SHELL invokes /bin/sh (or the shell defined by the System.Shell property), and passes it a single command line.

/bin/sh parses this command line exactly the same way it does in a normal shell. So,

SHELL "ls -l *.o >/tmp/list"

will do exactly the same as if you typed ls -l *.o >/tmp/list in a terminal emulator under a shell. This is a lot of things, because the shell has tremendous power. This command:

  1. Splits the command line into several parts: executable to run, parameters to pass it, other constructs...

  2. Searches for an executable named ls in the PATH environment.

  3. Substitutes *.o with all the .o files in the current directory.

  4. Prepares a redirection (the normal output of /bin/ls is redirected to /tmp/list).

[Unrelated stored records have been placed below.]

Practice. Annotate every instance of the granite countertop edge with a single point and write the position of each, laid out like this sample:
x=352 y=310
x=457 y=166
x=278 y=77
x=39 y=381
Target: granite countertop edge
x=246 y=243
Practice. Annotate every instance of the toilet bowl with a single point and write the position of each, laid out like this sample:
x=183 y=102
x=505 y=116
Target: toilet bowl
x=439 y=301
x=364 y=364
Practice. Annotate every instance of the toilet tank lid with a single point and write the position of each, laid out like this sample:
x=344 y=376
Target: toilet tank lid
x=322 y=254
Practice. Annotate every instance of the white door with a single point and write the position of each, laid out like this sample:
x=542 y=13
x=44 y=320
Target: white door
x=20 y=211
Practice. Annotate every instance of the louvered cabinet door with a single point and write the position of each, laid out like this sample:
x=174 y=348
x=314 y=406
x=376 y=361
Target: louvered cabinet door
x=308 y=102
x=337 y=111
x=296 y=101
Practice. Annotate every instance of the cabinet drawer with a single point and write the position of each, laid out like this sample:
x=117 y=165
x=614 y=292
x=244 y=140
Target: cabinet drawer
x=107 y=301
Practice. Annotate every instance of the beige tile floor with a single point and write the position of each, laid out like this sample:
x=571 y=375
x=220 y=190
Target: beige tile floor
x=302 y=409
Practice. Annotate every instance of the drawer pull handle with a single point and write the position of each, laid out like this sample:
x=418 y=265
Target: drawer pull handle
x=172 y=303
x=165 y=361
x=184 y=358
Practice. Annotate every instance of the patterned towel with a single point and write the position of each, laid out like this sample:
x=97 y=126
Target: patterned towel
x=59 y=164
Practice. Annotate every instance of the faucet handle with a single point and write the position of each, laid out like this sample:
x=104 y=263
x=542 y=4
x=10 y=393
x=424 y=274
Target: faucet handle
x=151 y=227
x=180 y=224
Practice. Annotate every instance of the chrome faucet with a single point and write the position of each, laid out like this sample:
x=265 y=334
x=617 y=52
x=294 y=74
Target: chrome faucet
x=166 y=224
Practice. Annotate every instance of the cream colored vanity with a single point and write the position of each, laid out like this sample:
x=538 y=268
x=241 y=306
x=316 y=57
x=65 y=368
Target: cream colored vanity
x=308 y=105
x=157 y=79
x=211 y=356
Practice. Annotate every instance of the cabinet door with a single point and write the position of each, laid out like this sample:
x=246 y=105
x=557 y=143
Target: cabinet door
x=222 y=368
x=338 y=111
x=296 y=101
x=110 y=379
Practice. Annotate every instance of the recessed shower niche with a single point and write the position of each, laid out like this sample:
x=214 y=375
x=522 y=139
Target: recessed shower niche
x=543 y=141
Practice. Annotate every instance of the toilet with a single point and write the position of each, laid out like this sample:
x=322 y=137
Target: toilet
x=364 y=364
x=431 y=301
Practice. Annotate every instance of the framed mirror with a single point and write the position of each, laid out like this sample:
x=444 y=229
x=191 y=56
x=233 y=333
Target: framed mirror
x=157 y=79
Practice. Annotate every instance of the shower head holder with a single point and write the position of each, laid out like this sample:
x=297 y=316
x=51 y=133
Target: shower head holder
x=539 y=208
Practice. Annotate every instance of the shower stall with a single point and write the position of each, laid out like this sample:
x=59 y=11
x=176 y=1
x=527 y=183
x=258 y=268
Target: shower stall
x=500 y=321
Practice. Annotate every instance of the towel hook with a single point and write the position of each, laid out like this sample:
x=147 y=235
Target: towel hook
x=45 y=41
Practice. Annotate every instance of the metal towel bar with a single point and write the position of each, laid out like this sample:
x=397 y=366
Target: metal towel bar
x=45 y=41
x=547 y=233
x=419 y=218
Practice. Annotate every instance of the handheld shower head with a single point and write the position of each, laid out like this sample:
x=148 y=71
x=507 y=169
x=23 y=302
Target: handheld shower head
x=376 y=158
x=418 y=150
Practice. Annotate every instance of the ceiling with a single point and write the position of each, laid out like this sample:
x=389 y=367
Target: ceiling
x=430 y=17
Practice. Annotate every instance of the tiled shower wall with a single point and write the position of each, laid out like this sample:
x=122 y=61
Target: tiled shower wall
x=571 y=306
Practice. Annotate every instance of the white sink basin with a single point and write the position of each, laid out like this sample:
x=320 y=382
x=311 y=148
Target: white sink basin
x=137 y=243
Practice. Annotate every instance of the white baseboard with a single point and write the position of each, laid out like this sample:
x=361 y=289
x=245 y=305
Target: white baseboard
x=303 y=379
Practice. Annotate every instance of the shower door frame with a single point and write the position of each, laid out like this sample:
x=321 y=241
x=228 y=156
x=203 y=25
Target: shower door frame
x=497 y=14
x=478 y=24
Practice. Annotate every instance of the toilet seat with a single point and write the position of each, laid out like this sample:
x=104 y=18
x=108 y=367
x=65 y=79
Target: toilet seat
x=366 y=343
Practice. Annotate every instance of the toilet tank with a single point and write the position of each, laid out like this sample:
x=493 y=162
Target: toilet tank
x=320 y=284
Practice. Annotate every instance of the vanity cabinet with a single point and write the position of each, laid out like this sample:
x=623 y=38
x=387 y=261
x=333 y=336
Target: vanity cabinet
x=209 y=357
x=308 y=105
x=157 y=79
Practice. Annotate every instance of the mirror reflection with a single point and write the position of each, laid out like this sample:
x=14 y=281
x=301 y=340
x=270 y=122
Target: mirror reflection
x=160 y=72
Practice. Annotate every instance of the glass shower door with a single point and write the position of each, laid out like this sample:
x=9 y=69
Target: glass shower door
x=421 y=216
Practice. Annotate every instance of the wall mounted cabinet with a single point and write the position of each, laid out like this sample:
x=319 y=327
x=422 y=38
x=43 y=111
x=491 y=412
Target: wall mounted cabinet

To summarize, the shell can do a lot of things, and the Gambas shell command brings that power to you.

After /bin/sh is done with all this parsing/computing work, it invokes an exec() system call, which loads and executes an executable, passing it a number of parameters.

A program that is executed with the shell procedure will NOT be terminated when the Gambas program is terminated. You must either KILL the process or allow it to run until its normal termination.

Exec

The Gambas EXEC instruction calls the exec() system call, bypassing the shell. This is faster and less memory hungry, because you invoke an external command without invoking /bin/sh, but you loose all the power the shell has.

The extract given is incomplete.